Currently, he said, travel agents have “very limited access to rich airline content; product features are not available at hand.”

Options that are sold on airline websites are rarely available through the travel agent channel and new airline products such as preferred seating, lounge passes take a long time and a cumbersome process to be marketed through the travel agent channel.

The NDC Standard will enhance the capability of communications between airlines and travel agents.

The NDC Standard will be open to any third party, intermediary, IT provider or non-IATA member, to implement and use.

Consumers have the ability to view rich content when they visit many airline websites, including bundled and no frills fare offers and personalisation, as well as the ability to see graphic depictions of products and services available for sale.

In most cases, however, travel agents do not have access to the same information and services through their systems because their systems utilise pre-internet messaging standards.

To close this merchandising gap, IATA is leading a collaborative industry initiative to define a new XML-based NDC messaging standard.

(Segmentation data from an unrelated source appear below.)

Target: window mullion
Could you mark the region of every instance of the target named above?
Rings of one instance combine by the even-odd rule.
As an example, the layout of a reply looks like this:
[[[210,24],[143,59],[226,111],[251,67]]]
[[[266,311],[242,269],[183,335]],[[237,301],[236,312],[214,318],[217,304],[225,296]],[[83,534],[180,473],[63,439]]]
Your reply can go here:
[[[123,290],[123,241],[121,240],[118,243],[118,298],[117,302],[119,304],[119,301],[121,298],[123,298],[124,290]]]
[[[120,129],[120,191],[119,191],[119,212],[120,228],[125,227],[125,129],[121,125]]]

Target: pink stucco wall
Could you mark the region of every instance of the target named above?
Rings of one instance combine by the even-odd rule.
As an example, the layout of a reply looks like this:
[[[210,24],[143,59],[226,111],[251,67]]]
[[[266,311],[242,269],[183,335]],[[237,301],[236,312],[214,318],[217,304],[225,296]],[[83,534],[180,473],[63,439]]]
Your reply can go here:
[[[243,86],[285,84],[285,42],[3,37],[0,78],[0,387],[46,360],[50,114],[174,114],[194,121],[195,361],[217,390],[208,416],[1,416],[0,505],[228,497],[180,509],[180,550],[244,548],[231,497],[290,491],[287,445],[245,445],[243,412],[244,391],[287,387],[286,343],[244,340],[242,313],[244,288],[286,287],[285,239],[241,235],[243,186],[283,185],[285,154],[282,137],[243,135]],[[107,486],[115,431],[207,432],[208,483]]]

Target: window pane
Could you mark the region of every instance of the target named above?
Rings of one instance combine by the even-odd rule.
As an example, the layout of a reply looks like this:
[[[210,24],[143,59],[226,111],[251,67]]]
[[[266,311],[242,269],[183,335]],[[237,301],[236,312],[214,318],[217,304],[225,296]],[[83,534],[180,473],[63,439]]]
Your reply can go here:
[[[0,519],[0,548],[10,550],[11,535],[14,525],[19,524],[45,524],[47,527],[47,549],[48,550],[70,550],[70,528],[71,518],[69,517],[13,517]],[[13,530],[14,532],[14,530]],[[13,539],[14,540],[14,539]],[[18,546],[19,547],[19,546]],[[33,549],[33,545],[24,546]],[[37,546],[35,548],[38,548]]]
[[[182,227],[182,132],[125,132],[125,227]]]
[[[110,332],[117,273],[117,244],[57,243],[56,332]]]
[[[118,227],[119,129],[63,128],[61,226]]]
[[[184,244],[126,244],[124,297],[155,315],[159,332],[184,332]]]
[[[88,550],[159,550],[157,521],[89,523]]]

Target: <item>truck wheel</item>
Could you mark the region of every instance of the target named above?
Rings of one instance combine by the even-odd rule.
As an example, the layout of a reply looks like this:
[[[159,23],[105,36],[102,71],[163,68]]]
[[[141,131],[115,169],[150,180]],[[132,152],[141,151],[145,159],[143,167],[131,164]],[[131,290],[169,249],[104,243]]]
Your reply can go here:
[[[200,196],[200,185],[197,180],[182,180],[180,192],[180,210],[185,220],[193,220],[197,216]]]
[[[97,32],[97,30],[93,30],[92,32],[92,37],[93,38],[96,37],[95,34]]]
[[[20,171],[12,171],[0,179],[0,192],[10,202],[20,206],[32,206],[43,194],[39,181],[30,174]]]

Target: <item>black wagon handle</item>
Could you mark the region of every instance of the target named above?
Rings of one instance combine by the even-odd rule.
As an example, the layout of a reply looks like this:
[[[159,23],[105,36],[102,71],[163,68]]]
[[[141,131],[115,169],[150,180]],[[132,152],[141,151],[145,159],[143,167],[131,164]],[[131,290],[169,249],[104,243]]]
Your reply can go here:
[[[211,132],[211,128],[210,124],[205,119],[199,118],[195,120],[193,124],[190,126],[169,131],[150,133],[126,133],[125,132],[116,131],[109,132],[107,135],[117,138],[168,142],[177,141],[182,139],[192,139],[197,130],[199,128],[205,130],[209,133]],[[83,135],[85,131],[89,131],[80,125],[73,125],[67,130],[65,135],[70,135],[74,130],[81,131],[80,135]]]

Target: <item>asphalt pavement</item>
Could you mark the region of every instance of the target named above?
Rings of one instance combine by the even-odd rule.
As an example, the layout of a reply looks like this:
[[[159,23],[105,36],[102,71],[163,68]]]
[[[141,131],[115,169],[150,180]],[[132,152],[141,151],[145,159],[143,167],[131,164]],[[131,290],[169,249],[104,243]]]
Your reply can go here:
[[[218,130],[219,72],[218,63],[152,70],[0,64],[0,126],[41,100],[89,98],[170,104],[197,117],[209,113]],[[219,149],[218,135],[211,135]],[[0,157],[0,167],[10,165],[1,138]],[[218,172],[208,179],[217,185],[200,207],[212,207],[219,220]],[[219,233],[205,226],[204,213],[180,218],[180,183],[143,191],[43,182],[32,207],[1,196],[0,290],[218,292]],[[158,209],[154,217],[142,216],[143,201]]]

This will provide consumers with the same shopping experience regardless of how and where they do their travel shopping.

In effect, he said NDC would modernise the 40-year-old data exchange standards for ticket distribution developed before the Internet was invented.

“The primary driver for NDC is the revenue opportunity. NDC will unlock value through the travel agent channel by providing it with features and content it cannot or is difficult to access today,” Hoyles said.

Besides Qatar Airways, some other major airlines are also heavily investing in NDC, he said. These include American Airlines, British Airways and Air China.

Some 20 other airlines have informed IATA “they have plans to go live” in the next two years. These include Swiss, JetBlue, Lufthansa, Qantas, Finn Air, Aer Lingus and Iberia.

IATA member airlines have already reaffirmed their support for NDC, unanimously endorsing an AGM Resolution.

The resolution unequivocally confirms that NDC will support current shopping methods, including the ability for consumers to compare base fares and to do so without identifying themselves (anonymous shopping).

It also states that consumers will be protected by local data privacy protection laws and regulations regardless of how and where they choose to purchase air travel.